Reportedly, AT&T is in active talks to buy satellite TV provider DirecTV for about $50 billion to expand its video offerings and avoid being left out in consolidation hitting the pay-TV industry.
The second-largest wireless operator is discussing an offer in the low- to mid-$90s per share for DirecTV, one of the people familiar with the matter said, compared with the company’s closing price of $87.16 on Monday.
Now with the price of $100 per share, California- based DirecTV is valued at about $50 billion. That’s about 29 percent above DirecTV’s price on April 30, before initial reports of the talks.
The deal price has yet to be finalized and terms could still change, two people familiar with the matter said, adding that discussions are continuing.

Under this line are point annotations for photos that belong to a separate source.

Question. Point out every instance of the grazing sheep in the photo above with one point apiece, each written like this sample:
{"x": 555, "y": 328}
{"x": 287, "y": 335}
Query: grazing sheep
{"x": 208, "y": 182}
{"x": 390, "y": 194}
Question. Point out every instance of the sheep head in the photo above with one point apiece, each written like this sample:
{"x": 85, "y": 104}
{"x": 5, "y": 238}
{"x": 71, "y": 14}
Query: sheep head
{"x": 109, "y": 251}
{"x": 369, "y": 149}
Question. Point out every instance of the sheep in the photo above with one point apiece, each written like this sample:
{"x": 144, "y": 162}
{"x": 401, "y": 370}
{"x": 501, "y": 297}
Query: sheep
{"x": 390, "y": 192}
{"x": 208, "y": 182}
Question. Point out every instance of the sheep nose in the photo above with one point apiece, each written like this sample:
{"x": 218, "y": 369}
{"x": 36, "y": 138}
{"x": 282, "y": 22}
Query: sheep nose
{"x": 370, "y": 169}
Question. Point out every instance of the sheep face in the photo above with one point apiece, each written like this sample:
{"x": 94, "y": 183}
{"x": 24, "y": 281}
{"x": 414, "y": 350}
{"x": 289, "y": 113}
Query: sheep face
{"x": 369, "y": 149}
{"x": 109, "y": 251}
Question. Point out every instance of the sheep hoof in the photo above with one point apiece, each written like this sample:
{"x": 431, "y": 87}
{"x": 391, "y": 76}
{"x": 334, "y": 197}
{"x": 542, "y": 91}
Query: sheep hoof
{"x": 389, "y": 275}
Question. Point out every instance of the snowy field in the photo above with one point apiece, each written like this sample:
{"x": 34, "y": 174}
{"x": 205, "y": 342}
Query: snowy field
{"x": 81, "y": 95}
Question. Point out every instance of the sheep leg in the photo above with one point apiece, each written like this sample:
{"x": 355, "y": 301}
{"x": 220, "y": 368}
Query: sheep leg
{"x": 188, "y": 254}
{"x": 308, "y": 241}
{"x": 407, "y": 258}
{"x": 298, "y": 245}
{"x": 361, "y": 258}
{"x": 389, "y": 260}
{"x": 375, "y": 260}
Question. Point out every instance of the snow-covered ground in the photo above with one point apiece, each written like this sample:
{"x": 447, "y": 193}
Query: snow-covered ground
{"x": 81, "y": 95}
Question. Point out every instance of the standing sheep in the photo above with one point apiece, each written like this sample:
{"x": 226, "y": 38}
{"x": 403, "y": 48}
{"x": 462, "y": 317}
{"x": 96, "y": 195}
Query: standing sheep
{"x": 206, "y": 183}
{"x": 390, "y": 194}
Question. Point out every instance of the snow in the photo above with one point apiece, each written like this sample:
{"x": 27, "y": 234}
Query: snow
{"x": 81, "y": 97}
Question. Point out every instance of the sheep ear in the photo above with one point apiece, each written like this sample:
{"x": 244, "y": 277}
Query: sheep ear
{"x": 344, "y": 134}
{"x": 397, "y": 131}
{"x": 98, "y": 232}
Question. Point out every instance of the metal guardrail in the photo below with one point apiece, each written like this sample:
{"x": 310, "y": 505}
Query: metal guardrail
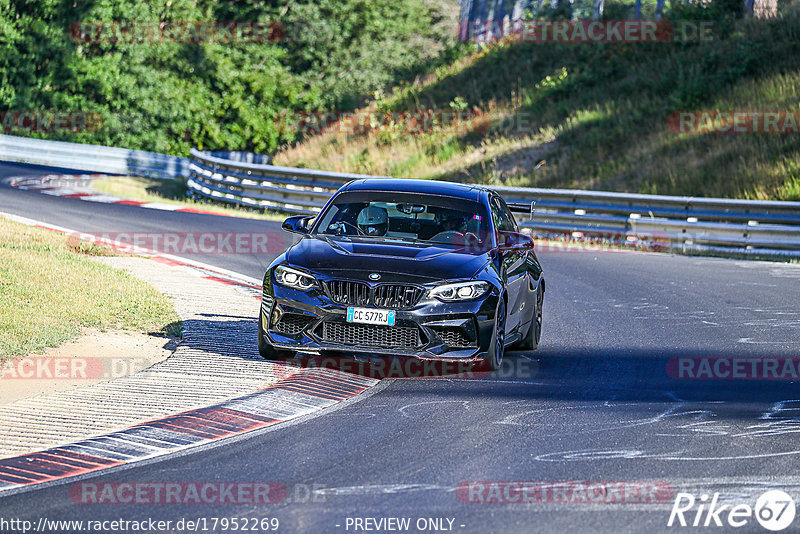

Other details also have yet to be worked out, such as a break-up fee as well as a potential role for DirecTV Chief Executive Officer Mike White, they said.
DirecTV has the second largest pay-TV subscriber base in the country, with about 20 million users, however it lacks a competitive broadband-Internet offering of its own. AT&T is moving ahead with its own broadband plans, but DirecTV’s satellite-TV business would be a major prize. AT&T, which is currently worth $185 billion, can definitely afford the deal, says the Time.
According to the Bloomberg report, AT&T can afford to add about $16 billion in debt to fund the DirecTV deal without risking a credit-rating downgrade, according to Erich Marriott, an analyst with Bloomberg Industries. The company is rated A3 by Moody’s Investors Service and A- at Standard & Poor’s, both four levels above junk.
“With DirecTV they are getting a national TV presence – they can sell TV with wireless nationwide,” said Roger Entner, an analyst with Recon Analytics, based in Dedham, Massachusetts. “AT&T has increasingly been breaking out of their 22-state landline footprint. They sell wireless, they started selling home security and they could add TV to that package.”
AT&T’s U-Verse, which uses fiber optic lines to move data and video traffic, had 11.3 million customers in the first quarter, including 5.7 million TV subscribers. Its revenue from residential customers rose 4.3% to $5.7 billion in the first quarter, the strongest rate of growth since the introduction of U-verse eight years ago.
“This is not the first time that AT&T and DirecTV have danced around the fire and thought if they could give it a go,” said ReconAnalytics analyst Roger Entner. “They both looked at each other for at least 10 years. Both kind of came to the conclusion that it was in the right environment. It makes a lot of sense to get together, but there was never the right regulatory environment for it.”
A combination of AT&T and DirecTV would create a pay television giant close in size to where Comcast will be if it completes its pending acquisition of Time Warner Cable. U.S. broadband leader Comcast is currently trying to persuade regulators to let it buy Time Warner Cable in a $42 billion deal.
DirecTV had also drawn merger interest from Dish Network Corp. Chairman Charlie Ergen, people with knowledge of the matter said in March. While a DirecTV merger is tempting, the satellite-TV rival is too expensive to pursue, Ergen said last week on a conference call to discuss first-quarter earnings.